For the past 48 hours, I've been dealing with a Sendmail server that was shutting down frequently with a load average above 13. The server's getting flooded constantly with spam attempts to non-existent users on more than 100 domains.

I've set up Sendmail to use a virtusertable that rejects every non-valid email address with a "user unknown" error. This is helpful, but Sendmail still has to take the time to reject each spam attempt. Since all but six domains on the server don't receive any mail at all, I wanted to find a way to stop Sendmail from receiving any requests for those domains.

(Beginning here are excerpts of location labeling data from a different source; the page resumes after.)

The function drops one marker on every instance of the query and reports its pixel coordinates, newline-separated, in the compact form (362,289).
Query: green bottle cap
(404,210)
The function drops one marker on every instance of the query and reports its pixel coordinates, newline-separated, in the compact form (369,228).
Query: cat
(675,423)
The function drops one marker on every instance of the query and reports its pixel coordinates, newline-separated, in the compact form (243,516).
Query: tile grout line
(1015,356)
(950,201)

After doing some research, I decided to try setting a fake MX record for the domains that do not send or receive mail. Here's how MX records are set for these domains:

IN MX 10 mail.example.com.

There's no mail server associated with that hostname.

On servers that do exchange email, fake MX records can be used to deter spammers. Most email servers are equipped to deal with mail servers that are unavailable. They queue the outgoing mail and try an alternate mail server, if one has been defined for the domain. Spam software can't take the time to queue an outgoing mail for delivery later because it is sending millions of messages. If it finds a mail server that's unavailable, it gives up and goes on to the next server.

Putting fake servers as the first and last MX record in a domain supposedly discourages spammers without affecting the receipt of legitimate email. Spammers hit the fakes and give up. Legitimate mail servers hit a fake, then try the next option and deliver the mail.

Here's how MX records can be set to achieve this:

IN MX 10 mail1.example.com.
IN MX 20 mail2.example.com.
IN MX 30 mail3.example.com.

The mail1.example.com and mail3.example.com servers are fakes that don't resolve properly. The functioning mail server is at mail2.example.com.

So far, the approach appears to work. Legitimate email is getting through and most domains aren't getting any spam attempts at all.